抑制とは、他者との空間的距離を把握して、適正に保つバランス感覚と言っていいだろう。それは「熟して」いるからこそ可能になる。成熟した人間関係の上に成り立つコミュニケーション。君子はそれを「淡きこと水の如し」と呼んだ。

 

 

「広く浅い」つながりは、「浅く甘い」つながりも呼ぶ。SNSでは他者とつながりも、それを切るのも手軽になった。自分に必要な「つながり」だけを選んでつながれる。それが現実の人間関係に浸食するのは必然だろう。メール1通で切れる手軽な関係が、「人間関係」になってしまう。

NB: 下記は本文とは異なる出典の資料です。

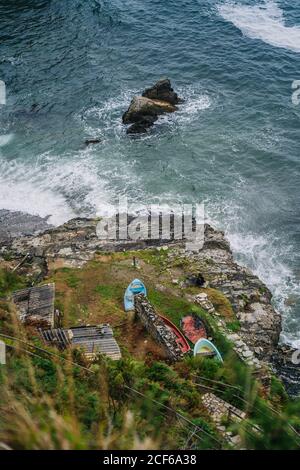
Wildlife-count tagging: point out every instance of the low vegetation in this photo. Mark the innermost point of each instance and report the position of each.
(57, 400)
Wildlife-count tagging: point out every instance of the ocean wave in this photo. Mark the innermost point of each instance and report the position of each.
(264, 21)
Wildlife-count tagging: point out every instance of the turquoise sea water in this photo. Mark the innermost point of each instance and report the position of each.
(71, 68)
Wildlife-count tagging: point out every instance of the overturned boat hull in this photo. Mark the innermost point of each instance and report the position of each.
(134, 288)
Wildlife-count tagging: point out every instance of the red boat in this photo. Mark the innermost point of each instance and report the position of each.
(181, 341)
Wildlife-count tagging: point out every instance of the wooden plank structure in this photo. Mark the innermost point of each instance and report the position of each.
(36, 305)
(92, 339)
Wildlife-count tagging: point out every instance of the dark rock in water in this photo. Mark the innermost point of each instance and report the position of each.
(16, 224)
(144, 110)
(92, 141)
(162, 90)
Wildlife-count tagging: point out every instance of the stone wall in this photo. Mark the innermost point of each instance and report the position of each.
(157, 328)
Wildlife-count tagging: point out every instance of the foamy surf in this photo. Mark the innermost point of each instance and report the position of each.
(265, 21)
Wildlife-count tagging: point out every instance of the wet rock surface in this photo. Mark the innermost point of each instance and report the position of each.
(15, 224)
(144, 110)
(76, 242)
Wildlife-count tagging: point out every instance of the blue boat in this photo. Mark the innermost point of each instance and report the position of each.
(204, 347)
(134, 288)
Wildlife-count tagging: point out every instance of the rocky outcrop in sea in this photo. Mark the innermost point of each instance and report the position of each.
(144, 110)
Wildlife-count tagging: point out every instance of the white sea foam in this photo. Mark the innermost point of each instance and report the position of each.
(264, 21)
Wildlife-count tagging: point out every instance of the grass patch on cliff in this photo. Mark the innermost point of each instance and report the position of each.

それは責められることではない。

 

 

しかし、「つながり」と「つながった」ことの意味は違う。数多の人々の中から特定された人々と「つながった」ことに対しては、自分なりの意味を与える必要があるだろう。それを偶然と片付けてしまえば、人間関係だけではなく自分自身が「浅い」ままであり続ける。

 

 

これはイメージする力でもある。100年前同じ場所で巡っていた人々の暮らし。今この瞬間にも躍動する自然の営み。時間と空間にイメージを膨らませるとき、「つながった」意味もまた浮かび上がる。

 

 

先人はそれを「縁」と呼んだ。「袖振り合うも多生の縁」と言われる。それが科学的でも合理的でもないことは知っている。しかし、「縁」の重さを感じる人々には、他の人々には見えない景色が見えている。その景色を共有できる人間関係を、子どもたちには伝えていきたい。